IC 12-15-5-1 Services and supplies provided; exceptions
Sec. 1. Except as provided in IC 12-15-2-12, IC 12-15-6, and
IC 12-15-21, the following services and supplies are provided under
Medicaid:
(1) Inpatient hospital services.
(2) Nursing facility services.
(3) Physician's services, including services provided under
IC 25-10-1 and IC 25-22.5-1.
(4) Outpatient hospital or clinic services.
(5) Home health care services.
(6) Private duty nursing services.
(7) Physical therapy and related services.
(8) Dental services.
(9) Prescribed laboratory and x-ray services.
(10) Prescribed drugs and services.
(11) Eyeglasses and prosthetic devices.
(12) Optometric services.
(13) Diagnostic, screening, preventive, and rehabilitative
services.
(14) Podiatric medicine services.
(15) Hospice services.
(16) Services or supplies recognized under Indiana law and
specified under rules adopted by the office.
(17) Family planning services except the performance of
abortions.
(18) Nonmedical nursing care given in accordance with the
tenets and practices of a recognized church or religious
denomination to an individual qualified for Medicaid who
depends upon healing by prayer and spiritual means alone in
accordance with the tenets and practices of the individual's
church or religious denomination.
(19) Services provided to individuals described in IC 12-15-2-8
and IC 12-15-2-9.
(20) Services provided under IC 12-15-34 and IC 12-15-32.
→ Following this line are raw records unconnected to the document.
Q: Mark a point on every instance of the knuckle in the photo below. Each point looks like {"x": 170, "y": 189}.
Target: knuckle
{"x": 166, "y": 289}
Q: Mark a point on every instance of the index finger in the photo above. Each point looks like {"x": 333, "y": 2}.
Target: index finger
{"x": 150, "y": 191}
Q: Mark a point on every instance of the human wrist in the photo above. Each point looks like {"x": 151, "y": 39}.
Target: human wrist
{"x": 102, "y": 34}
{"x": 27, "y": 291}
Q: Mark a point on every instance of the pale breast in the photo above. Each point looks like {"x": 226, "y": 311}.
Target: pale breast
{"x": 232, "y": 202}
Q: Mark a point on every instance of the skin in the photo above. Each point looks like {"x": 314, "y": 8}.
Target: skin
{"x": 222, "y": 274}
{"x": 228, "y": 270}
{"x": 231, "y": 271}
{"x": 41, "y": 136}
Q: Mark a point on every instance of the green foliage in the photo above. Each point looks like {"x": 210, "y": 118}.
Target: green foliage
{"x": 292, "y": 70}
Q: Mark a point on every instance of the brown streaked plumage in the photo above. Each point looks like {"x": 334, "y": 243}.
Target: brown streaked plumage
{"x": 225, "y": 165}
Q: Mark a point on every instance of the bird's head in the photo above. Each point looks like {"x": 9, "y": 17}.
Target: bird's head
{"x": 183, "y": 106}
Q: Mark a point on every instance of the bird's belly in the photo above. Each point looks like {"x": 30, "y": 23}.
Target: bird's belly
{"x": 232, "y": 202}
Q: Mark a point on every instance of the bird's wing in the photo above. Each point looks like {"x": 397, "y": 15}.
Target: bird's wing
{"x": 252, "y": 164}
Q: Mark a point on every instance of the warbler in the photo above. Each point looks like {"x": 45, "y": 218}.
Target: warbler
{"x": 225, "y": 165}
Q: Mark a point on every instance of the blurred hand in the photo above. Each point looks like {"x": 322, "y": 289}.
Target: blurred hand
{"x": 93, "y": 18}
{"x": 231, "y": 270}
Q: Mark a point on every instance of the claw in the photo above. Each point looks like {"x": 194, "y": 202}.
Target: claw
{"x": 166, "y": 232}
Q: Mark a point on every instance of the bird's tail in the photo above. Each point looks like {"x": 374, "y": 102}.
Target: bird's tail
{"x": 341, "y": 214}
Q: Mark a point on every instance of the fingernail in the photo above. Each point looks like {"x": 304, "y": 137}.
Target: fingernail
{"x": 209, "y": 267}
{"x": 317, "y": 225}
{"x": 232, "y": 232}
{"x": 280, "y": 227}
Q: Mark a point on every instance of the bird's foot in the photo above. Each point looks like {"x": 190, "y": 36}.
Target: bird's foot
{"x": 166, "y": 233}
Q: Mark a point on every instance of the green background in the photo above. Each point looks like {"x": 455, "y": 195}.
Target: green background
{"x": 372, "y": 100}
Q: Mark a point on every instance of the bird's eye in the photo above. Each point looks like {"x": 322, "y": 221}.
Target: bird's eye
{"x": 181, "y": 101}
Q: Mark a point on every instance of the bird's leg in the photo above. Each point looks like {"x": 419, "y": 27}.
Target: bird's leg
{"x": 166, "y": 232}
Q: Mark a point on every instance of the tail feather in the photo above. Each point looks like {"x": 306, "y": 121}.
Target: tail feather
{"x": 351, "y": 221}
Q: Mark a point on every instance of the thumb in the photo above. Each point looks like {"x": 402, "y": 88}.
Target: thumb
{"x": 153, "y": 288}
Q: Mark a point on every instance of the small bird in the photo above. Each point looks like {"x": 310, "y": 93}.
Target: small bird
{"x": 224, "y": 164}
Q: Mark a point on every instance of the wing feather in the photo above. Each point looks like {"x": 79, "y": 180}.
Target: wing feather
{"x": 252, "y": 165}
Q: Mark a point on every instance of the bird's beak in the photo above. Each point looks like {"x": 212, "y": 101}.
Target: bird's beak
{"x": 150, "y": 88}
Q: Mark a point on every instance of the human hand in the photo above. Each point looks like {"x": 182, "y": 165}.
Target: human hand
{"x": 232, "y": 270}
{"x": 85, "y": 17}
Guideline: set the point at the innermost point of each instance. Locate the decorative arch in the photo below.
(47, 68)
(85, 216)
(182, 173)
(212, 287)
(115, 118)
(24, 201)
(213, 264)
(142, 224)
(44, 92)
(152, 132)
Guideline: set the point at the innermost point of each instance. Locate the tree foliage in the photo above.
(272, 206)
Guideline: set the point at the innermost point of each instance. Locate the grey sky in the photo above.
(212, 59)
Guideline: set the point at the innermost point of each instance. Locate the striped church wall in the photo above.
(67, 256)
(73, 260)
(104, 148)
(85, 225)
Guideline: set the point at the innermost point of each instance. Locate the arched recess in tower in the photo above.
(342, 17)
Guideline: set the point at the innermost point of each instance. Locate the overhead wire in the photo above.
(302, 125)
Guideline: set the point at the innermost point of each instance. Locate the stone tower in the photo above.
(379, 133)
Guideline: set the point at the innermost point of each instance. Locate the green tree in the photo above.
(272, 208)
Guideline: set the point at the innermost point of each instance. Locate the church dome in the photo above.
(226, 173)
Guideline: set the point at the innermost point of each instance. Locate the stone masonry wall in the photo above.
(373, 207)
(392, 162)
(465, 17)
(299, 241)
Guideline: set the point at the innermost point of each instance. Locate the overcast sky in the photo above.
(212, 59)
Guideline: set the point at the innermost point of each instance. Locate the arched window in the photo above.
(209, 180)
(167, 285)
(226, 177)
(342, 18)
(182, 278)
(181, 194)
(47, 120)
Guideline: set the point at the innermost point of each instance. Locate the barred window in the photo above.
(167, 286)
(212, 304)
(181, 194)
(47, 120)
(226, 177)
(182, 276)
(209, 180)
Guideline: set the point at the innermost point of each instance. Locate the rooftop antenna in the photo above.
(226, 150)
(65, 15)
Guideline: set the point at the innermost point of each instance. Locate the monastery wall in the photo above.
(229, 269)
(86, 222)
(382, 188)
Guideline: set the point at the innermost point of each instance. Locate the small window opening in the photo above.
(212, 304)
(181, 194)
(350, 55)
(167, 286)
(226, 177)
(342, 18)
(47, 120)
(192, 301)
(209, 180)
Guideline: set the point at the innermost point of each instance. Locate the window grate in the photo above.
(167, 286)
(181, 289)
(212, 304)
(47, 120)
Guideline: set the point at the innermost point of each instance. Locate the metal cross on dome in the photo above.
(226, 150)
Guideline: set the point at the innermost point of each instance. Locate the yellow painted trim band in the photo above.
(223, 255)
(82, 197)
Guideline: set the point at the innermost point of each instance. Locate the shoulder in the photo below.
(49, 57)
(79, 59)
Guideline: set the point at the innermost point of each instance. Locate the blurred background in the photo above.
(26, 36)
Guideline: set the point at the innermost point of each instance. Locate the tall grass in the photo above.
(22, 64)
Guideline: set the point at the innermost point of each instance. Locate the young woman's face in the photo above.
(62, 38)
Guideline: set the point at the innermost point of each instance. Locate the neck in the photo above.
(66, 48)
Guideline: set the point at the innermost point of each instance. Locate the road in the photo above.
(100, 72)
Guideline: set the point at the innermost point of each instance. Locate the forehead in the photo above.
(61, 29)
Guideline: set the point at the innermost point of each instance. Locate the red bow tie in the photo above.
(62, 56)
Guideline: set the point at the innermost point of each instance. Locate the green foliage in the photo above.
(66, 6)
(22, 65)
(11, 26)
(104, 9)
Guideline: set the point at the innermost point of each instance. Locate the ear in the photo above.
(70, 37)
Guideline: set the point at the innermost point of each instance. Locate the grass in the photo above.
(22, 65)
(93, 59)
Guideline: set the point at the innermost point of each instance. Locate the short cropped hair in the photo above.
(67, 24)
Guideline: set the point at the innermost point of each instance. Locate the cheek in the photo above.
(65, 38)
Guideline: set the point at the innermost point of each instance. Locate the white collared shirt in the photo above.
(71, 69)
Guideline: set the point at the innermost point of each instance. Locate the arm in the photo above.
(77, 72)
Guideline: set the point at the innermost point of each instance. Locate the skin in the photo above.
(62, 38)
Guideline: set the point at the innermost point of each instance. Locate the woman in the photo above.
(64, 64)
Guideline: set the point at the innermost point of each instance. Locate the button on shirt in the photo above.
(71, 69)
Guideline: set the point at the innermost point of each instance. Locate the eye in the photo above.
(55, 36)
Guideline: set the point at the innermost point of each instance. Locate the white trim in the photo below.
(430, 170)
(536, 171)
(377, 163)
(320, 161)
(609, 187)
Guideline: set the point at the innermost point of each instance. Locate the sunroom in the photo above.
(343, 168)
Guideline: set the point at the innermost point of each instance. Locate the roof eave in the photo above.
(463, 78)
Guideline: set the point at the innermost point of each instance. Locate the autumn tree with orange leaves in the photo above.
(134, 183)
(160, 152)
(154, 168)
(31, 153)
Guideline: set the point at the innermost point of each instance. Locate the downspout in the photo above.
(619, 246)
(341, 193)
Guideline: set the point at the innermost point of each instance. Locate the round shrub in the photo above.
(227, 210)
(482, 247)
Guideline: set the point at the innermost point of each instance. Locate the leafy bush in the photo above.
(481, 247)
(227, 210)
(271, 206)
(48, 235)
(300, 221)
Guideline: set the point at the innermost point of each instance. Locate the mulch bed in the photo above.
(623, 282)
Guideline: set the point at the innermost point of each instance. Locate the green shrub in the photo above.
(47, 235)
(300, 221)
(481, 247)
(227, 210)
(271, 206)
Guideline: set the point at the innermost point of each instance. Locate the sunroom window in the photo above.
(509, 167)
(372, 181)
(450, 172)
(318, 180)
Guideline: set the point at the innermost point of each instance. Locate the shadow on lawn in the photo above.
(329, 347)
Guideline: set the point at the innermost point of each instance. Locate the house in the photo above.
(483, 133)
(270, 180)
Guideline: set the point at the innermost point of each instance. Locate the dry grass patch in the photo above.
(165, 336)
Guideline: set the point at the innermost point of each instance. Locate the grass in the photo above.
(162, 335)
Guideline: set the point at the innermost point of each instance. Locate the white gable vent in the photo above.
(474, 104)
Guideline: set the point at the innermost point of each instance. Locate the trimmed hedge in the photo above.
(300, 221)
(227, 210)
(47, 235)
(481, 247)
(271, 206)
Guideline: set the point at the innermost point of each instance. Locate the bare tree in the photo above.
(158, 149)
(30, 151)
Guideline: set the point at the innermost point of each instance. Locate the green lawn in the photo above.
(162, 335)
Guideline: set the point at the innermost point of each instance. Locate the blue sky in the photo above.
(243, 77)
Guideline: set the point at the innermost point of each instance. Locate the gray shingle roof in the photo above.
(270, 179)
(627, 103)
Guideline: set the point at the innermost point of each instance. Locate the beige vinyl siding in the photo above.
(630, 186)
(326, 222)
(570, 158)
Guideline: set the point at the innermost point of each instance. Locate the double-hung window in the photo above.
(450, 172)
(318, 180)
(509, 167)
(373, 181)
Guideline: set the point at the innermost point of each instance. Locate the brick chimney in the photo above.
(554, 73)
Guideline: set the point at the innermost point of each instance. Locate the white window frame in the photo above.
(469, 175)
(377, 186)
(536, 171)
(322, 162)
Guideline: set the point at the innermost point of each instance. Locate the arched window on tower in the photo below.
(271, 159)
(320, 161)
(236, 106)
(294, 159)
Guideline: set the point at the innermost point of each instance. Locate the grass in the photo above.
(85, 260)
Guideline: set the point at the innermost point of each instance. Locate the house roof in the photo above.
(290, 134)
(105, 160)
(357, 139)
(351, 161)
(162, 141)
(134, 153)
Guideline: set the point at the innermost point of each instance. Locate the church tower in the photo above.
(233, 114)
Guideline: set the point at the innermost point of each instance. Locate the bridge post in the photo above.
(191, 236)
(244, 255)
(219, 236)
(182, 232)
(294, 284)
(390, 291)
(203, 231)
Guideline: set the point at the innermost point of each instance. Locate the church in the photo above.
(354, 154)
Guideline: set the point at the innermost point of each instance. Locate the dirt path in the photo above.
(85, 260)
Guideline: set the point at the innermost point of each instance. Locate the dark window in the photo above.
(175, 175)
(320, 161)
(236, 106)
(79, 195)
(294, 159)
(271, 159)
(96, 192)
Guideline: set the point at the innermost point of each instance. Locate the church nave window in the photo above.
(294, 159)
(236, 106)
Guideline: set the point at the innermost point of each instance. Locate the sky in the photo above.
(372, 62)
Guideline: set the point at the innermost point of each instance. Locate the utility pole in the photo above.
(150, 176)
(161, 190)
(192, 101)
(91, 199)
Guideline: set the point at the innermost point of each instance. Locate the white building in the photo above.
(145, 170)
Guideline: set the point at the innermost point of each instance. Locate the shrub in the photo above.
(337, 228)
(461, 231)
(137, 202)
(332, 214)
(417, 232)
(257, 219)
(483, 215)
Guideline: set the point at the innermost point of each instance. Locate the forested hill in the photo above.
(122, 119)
(21) Case management services provided to individuals
described in IC 12-15-2-11 and IC 12-15-2-13.
(22) Any other type of remedial care recognized under Indiana
law and specified by the United States Secretary of Health and
Human Services.
(23) Examinations required under IC 16-41-17-2(a)(10). As added by P.L.2-1992, SEC.9. Amended by P.L.24-1997, SEC.48;
P.L.149-2001, SEC.1.
IC 12-15-5-2 Necessity of federal financial participation
Sec. 2. Medicaid does not include a service or supply for which
federal financial participation is not available. As added by P.L.2-1992, SEC.9.
IC 12-15-5-3
Repealed
(Repealed by P.L.161-2007, SEC.40.)
IC 12-15-5-4
Reserved
IC 12-15-5-5
Office may provide drug coverage; requirements for drug coverage in
managed care
Sec. 5. (a) The office may provide a prescription drug benefit to
a Medicaid recipient in the Medicaid risk based managed care
program.
(b) If the office provides a prescription drug benefit to a Medicaid
recipient in the Medicaid risk based managed care program:
(1) the office shall develop a procedure and provide the
recipient's risk based managed care provider with information
concerning the recipient's prescription drug utilization for the
risk based managed care provider's case management program;
and
(2) the provisions of IC 12-15-35.5 apply.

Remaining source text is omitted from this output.